Long-time Evanston Township High School board member Jane Colleton was the only one of the five candidates running for three seats on the board who raised an objection this week to the idea of broadcasting the board’s meetings live.
Unlike Evanston/Skokie School District 65 and Evanston’s city government, which both now broadcast meetings live on local cable access channels and also stream them live over the Internet, ETHS only records its meetings for later replay on cable.
“Televising live our meetings would be a great tool for parents, students, everyone in the community to see what’s happening in real time,” said candidate Cherie Hansen at the Tuesday night forum at the school.
“We should televise live, we should re-televise taped, and we should Internet stream, said incumbent Mark Metz. “That technology exists and would cost us next to nothing to implement.”
“There’s nothing to hide,” said candidate Scott Rochelle, “The meeting is the meeting, the minutes aren’t going to change.

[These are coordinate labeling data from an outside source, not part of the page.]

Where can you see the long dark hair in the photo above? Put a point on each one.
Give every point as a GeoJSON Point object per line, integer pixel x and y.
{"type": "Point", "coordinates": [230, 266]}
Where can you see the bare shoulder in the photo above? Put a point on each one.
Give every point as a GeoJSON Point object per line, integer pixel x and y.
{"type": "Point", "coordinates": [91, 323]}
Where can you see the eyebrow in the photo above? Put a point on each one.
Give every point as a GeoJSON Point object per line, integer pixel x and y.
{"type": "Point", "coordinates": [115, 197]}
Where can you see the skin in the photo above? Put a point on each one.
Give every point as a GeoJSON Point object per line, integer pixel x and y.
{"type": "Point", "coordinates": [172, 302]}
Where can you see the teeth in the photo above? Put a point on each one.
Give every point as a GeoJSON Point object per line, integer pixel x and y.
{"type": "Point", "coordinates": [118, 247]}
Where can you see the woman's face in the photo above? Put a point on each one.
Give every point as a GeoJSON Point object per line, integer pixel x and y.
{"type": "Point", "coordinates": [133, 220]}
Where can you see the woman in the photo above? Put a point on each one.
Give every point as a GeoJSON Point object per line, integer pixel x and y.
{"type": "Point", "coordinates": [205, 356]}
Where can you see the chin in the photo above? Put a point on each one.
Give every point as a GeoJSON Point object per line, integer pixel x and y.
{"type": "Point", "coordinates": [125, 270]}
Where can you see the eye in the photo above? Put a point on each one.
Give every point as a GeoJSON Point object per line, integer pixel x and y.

Let’s televise it live and give everyone an opportunity to see what’s going on.”
“I have a friend who was watching a District 65 live board meeting and he got so agitated about something that was being discussed that he jumped in his car, drove down and spoke in the public comment at the end,” said candidate Jonathan Baum. “And I think we should give everybody that opportunity in District 202 as well.”
But Colleton raised a concern about teachers’ privacy.
“A couple years ago a student came before the board, complaining about a teacher, and she actually named the teacher, which was awful,” Colleton said, adding that the district had edited the tape to remove the teacher’s name before the meeting was broadcast.
“That was a problem, so it would have to have a delay,” Colleton added.
Steve Bartlebaugh, head of Evanston Community Television, which manages the meeting broadcasts for District 65 and the city, but not District 202, said the CCTV live broadcasts are carried without any tape delay.
In an interview with Evanston Now, Bartlebaugh said that community media centers across the country generally resist taking on the role of censoring what goes on air.
He said the equipment may exist to enable such a delay system for live broadcasts, “but I assume it probably would be costly, and it’s not something we’ve shopped for.”
And he added that it would also require having someone present at the meetings to make decisions about what to edit out.